Wanhope roused himself with a kindling eye. “That is very interesting, the movement in a circle of people who have lost their way. It has often been observed, but I don't know that it has ever been explained. Sometimes the circle is smaller, sometimes it is larger; but I believe it is always a circle.”

“Isn't it,” I queried, “like any other error in life? We go round and round; and commit the old sins over again.”

“That is very interesting,” Wanhope allowed.

“But do lost people really always walk in a vicious circle?” Minver asked.

Rulledge would not let Wanhope answer. “Go on, Halson,” he said.

Halson roused himself from the reverie in which he was sitting with glazed eyes. “Well, what made it a little more anxious was that he had heard of bears on that mountain, and the green afternoon light among the trees was perceptibly paling. He suggested shouting, but she wouldn't let him; she said it would be ridiculous, if the others heard them, and useless if they didn't. So they tramped on till—till the accident happened.”
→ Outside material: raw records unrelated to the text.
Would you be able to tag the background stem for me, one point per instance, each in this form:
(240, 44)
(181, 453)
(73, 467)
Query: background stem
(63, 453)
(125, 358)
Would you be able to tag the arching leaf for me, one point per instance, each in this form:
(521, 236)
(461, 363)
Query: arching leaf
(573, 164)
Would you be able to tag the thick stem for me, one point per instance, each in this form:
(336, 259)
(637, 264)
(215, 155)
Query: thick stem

“The accident!” Rulledge exclaimed in the voice of our joint emotion.

“He stepped on a loose stone and turned his foot,” Halson explained. “It wasn't a sprain, luckily, but it hurt enough. He turned so white that she noticed it, and asked him what was the matter. Of course that shut his mouth the closer, but it morally doubled his motive, and he kept himself from crying out till the sudden pain of the wrench was over. He said merely that he thought he had heard something, and he had—an awful ringing in his ears; but he didn't mean that, and he started on again. The worst was trying to walk without limping, and to talk cheerfully and encouragingly, with that agony tearing at him. But he managed somehow, and he was congratulating himself on his success, when he tumbled down in a dead faint.”

“Oh, come, now!” Minver protested.

“It is like an old-fashioned story, where things are operated by accident instead of motive, isn't it?” Halson smiled with radiant recognition.